Developing inexpensive, accurate, non-invasive technology for rapid detection of Dengue
Dengue poses a major public health problem in many countries around the world, including Singapore. There are an estimated 390 million dengue infections globally every year. Patients contracting dengue for a second time might get haemorrhagic fever that can result in death. There is no available vaccine which can provide stable immunity against all four variants of the virus. A rapid, inexpensive and accurate detection technology which could be used for point-of-care detection would enable faster treatment and go a long way in dealing with this common infectious disease.
At EmTech Asia 2017, Professor Jackie Y. Ying (Prof. Ying's research is interdisciplinary in nature, focused on the synthesis of advanced nanostructured materials for catalytic and biomaterial applications), Executive Director, Institute of Bioengineering and Nanotechnology, A*STAR presented work being done on using nanotechnology for creating a non-invasive diagnostic device.
At some later stage, it might be possible to buy one of these easy-to-use, paper strips from your local pharmacy and conduct the test yourself at home, using saliva.
The technology involves Lateral Flow Immunoassay, where simple devices are used to detect the presence (or absence) of a target analyte in a sample without the need for specialized and costly equipment, using a series of capillary beds, such as pieces of porous paper or polymers (Common application would be the pregnancy test).

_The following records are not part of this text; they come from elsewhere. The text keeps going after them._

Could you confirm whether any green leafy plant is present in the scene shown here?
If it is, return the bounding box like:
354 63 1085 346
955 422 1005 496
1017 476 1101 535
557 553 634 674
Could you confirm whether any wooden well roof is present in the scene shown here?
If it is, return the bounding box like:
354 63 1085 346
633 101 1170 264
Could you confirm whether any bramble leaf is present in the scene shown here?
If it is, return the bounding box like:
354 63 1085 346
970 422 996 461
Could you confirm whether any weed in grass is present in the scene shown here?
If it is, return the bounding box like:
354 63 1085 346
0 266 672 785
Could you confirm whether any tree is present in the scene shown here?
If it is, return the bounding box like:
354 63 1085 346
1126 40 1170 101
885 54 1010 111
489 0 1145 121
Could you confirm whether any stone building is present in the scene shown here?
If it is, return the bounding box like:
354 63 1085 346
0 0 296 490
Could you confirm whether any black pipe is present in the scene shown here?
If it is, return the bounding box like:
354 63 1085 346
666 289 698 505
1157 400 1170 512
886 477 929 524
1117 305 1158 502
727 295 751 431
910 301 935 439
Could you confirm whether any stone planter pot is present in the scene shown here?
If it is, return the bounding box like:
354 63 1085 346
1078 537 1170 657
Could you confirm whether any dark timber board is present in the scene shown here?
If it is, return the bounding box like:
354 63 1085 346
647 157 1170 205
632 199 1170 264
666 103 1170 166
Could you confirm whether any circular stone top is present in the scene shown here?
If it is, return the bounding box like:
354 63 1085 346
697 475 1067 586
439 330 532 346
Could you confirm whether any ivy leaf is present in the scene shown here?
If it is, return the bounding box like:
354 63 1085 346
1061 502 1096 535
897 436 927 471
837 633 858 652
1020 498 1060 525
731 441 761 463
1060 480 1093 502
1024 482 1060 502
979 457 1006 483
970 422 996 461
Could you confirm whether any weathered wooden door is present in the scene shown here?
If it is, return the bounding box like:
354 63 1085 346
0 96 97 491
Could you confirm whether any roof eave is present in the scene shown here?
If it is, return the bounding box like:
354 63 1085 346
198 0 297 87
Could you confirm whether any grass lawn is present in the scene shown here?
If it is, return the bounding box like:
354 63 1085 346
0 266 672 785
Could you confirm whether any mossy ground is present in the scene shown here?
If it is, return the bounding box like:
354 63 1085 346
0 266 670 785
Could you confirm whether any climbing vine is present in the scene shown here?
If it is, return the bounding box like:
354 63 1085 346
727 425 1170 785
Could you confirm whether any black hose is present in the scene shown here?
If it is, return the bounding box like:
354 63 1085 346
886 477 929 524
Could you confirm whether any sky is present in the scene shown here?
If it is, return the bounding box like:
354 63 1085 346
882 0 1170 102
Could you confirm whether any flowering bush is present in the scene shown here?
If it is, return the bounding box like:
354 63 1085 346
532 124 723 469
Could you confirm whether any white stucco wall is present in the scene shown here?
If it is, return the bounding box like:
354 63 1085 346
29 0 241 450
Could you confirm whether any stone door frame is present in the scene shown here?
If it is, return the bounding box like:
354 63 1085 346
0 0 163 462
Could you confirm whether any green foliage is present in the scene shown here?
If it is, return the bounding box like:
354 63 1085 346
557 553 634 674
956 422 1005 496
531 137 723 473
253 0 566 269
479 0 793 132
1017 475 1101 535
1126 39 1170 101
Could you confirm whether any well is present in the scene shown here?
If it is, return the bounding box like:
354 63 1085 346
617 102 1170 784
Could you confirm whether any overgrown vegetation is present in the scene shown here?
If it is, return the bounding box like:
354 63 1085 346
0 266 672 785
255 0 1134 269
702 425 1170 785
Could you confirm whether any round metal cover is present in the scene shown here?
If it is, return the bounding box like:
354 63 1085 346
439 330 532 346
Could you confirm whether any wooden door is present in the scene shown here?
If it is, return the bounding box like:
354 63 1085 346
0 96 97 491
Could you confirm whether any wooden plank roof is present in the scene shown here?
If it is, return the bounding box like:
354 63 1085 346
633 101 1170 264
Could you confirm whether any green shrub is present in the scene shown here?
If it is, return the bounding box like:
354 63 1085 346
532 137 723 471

You could potentially get results within 10 minutes. However, this kind of technology is not currently widely applicable. When implemented on paper it takes a couple of hours. The team also wants to make the test as non-invasive as possible, by using saliva instead of blood samples.
The challenge with using salivary fluids is that it contains a lot of proteinaceous substances, which smudge the paper.
Prof. Ying said, “What we would like to do is to figure out a way to use nanoparticles to make paper based assays far more capable for detection of various different diseases including dengue.”
To deal with these challenges, Prof. Ying is working on a different kind of device where the sample and reagent (the substance or compound added to a system to cause a chemical reaction, or added to test if a reaction occurs) are separated to flow along two different paths.
The reagent in this case, which is nanoparticles, flows along the reagent path. The sample will flow through the sample path. And all the proteinaceous substances are filtered out on the filter paper, before it reaches the flow regulator and arrives at the test strip to react with the nanoparticles and generate results.
Uniform flow can be achieved with this technology and it gives a nice, sharp line instead of smudging the paper, like in a conventional lateral flow by the use of saliva.
Both the above tests have the control (the control shows that reaction conditions and technology are working as they are supposed to) line but only the first person has the test line, indicating dengue infection. The current technology takes around 20 minutes to provide results. Ongoing efforts are working to get it down to 10 minutes.
Prof. Ying also talked about using this type of technology for urine samples and testing using blood from finger pinpricks, reducing the volume of blood required form 100 microliters to 5 microliters. Urine sample has been found to be a potential source for detecting Zika.
In addition to infectious disease diagnosis, there could be applications in metabolic syndrome studies, kidney and liver function, detecting toxins, GMO identification and even complex genetic tests. All on a simple piece of paper.